Harford county was formerly part of Baltimore county. After the removal of the county seat of the latter from Joppa (which is within the present limits of Harford) to Baltimore Town on the Patapsco, a petition for the formation of a new county was granted by the legislature of 1773. The proprietary of the province of Maryland at this time was Henry Harford, and from him the county took its name. The first county seat was Harford Town, or Bush, but as the settlements gradually extended farther and farther from the river and bay section, the people desired a more convenient location. As the result of an election in 1782, the county seat was removed to Bel Air, where it has remained. The physical features of the county being so varied, the industries are of many kinds. From the tidewater region in the southeastern part there is a gradual elevation, the highest point being 750 feet above the sea. In the spring much fishing is done along the Susquehanna and upper part of the Chesapeake. Sportsmen come from afar to take advantage of the duck-shooting here afforded.

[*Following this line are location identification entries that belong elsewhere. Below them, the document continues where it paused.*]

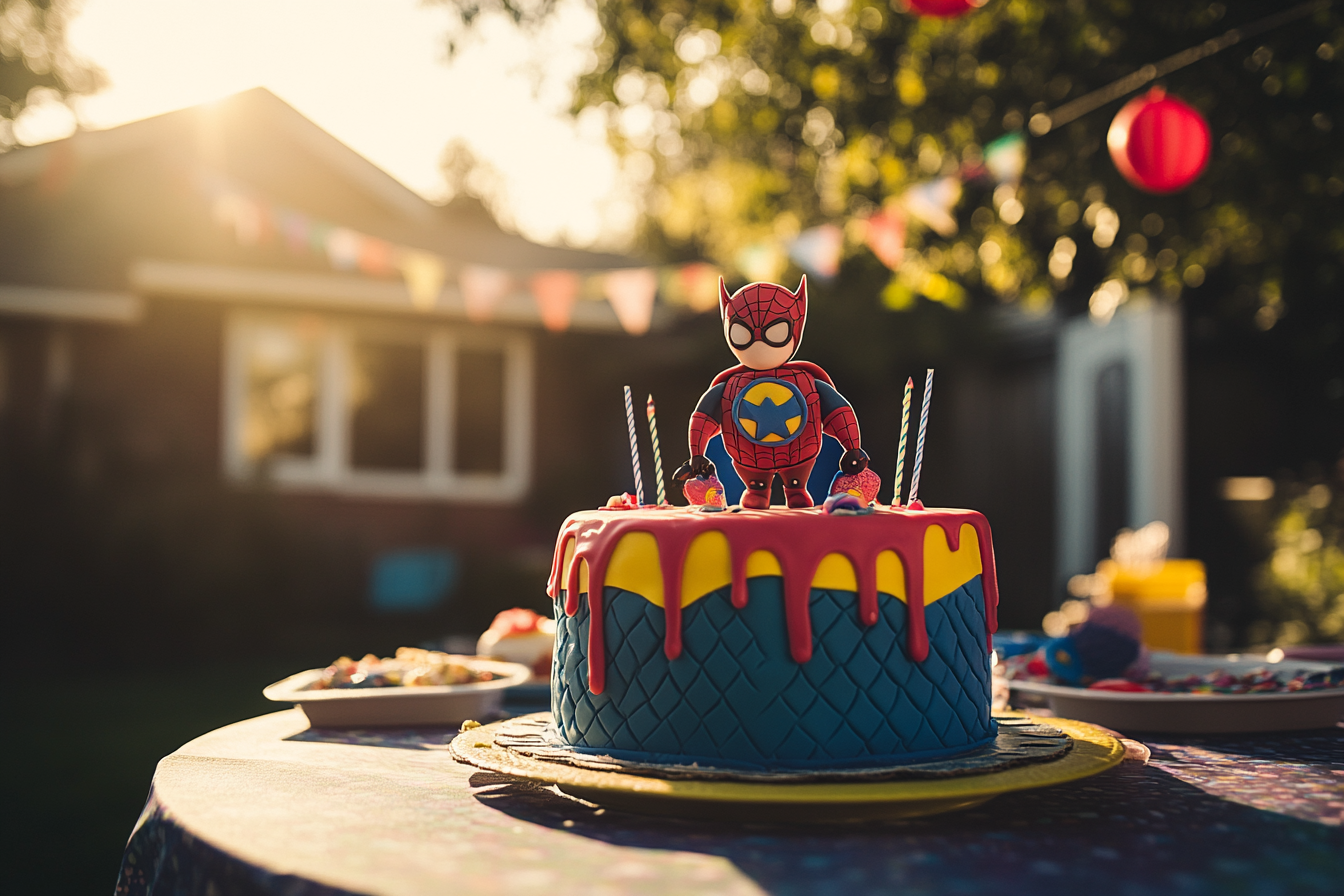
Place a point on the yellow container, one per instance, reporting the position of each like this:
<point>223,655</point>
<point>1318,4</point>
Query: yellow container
<point>1168,601</point>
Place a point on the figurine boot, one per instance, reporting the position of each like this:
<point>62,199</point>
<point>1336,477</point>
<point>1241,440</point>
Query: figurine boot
<point>796,485</point>
<point>757,495</point>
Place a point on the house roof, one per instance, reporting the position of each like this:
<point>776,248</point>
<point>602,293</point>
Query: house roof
<point>90,211</point>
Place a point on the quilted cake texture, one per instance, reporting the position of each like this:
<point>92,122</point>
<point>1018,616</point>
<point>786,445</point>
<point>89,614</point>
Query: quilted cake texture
<point>735,693</point>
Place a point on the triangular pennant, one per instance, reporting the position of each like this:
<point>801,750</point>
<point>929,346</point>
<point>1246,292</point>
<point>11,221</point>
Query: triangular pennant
<point>932,203</point>
<point>555,293</point>
<point>243,215</point>
<point>632,292</point>
<point>1005,157</point>
<point>295,229</point>
<point>375,257</point>
<point>343,247</point>
<point>424,274</point>
<point>817,250</point>
<point>886,237</point>
<point>483,288</point>
<point>699,285</point>
<point>761,262</point>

In the upper part of the county are found quarries of slate and limestone. Rolling fields of unsurpassed fertility give the tiller of the soil first place in the industries of the county. The pasture-land in the valley of the streams makes dairying profitable, and the canned goods industry has been encouraged to such an extent by the packers and brokers that Harford ranks among the first of all the southern counties in this respect. The facilities for shipping are good, the Baltimore and Ohio and the Philadelphia, Wilmington and Baltimore railroads traversing the entire southern part of the county, the Maryland and Pennsylvania running through a great portion of the central part in a north and south direction, while just across the river along the eastern border is the Columbia and Port Deposit road. The citizens of Harford have always taken an active part in both state and national history. As the first county seat lay on the main highway between Virginia and the Northern colonies, the ideas of Washington and Jefferson and Patrick Henry were easily disseminated. More than a year before Jefferson's famous instrument was adopted, thirty-four of Harford's representative sons, duly elected by the people of the county, signed a resolution in which they heartily approved of the " Resolves and Associations of the Continental Congress and the Resolves of the Provincial Convention," and solemnly pledged themselves to each other and to the country to perform the same at the risk of their lives and their fortunes. This is known as the famous Bush Declaration of March 22, 1775. In the courthouse at Bel Air are portraits of many of the distinguished citizens of the county who have left their impress upon the state and nation. Among them are found William Paca, signer of the Declaration of Independence and twice governor of the state ; Dr. John Archer, a member of the first Constitutional Convention of the state ; and Edwin Booth, one of the greatest of the world's actors. Abingdon, aptly termed the " Mecca of the Methodists," is noted as being the seat of the first Methodist College (Cokesbury) founded for higher education. Havre de Grace, named by Lafayette because of the resemblance of its location to that of the French Havre, is the largest town in the county, its population being 3,423. It figured in the War of 1812. Bel Air has a population of 961, and Aberdeen and other towns have from 100 to 800 inhabitants.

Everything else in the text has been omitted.